Well, I can promise it’s not the wine that is keeping me from writing my blog.  Though I wish I could say it was, that would be much more pleasant than not being able to get my photos off my computer at home.  A once lively, jovial computer has now turned bitter cold, yes, as cold as Eiswein on January 6th, 1938. (Watch that be one of the warmest winter days of all time).  Either way, it freezes and all my Ireland wine pictures are stuck on it! So I’ll just tell you the kind of wine I had and what kind of meal it was with.

O’Grady’s in Galway – Salmon with Asparagus in Beurre Blanc (A light white with acidity to cut the richness of the beurre blanc). I wish I would not be blanking on the actual varietal, but I am… will get back to you when computer thaws.

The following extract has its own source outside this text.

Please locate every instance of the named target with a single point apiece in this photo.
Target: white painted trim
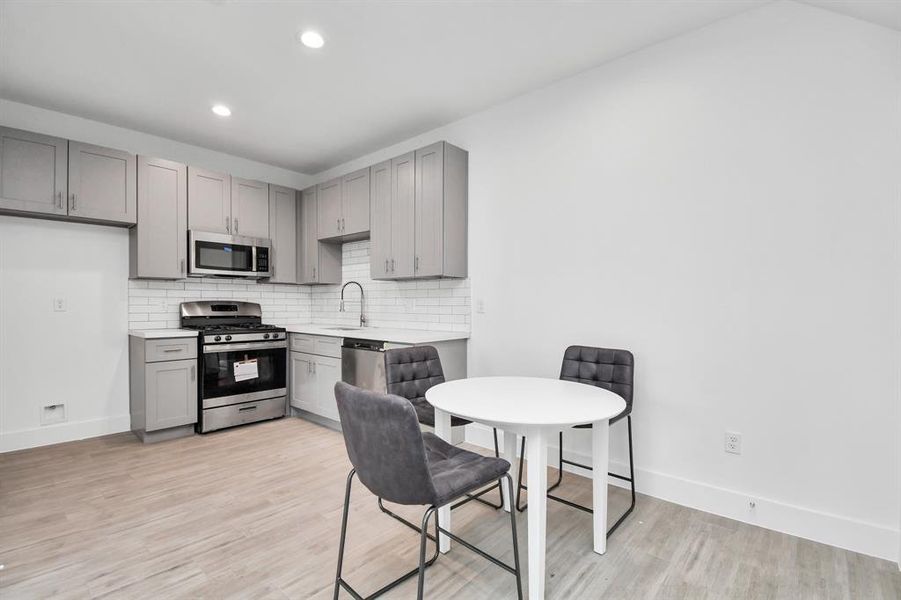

– Montepulciano d’Abruzzo as second wine and also dessert. Full and smooth.  A great choice to pair with meat or as I had it, just for drinking after a meal.

Olesya’s Wine Bar – The most giant meat and cheese board. Ever. (Vinho Verde, light sparkly, balances fat of meat and cheeses well) I do have a picture of this! Rescued it from the clutches of the evil machine! Marinated olives, pate, pesto, 4 cheese and 4 meats. Apricots, golden raisins and one pretty tomato. Yum!

Other wines around the trip: Prosecco! Campo Viejo Rioja, House Sauvignon Blanc (Very grapefuity), House Gewurztraminer (Very floral) and another I can’t remember, a red, that I had at a hotel with Eggplant and potato bake with tomato sauce… soo good.

Though this post is just a list of fairly worthless information, I would suggest that if you are ever in Ireland to visit Olesya’s on Exchequer Street in Dublin as well as O’Grady’s in Galway. Two outstanding places to eat and drink.  Also, most any bar has excellent house wine choices, which is not always the case in the US.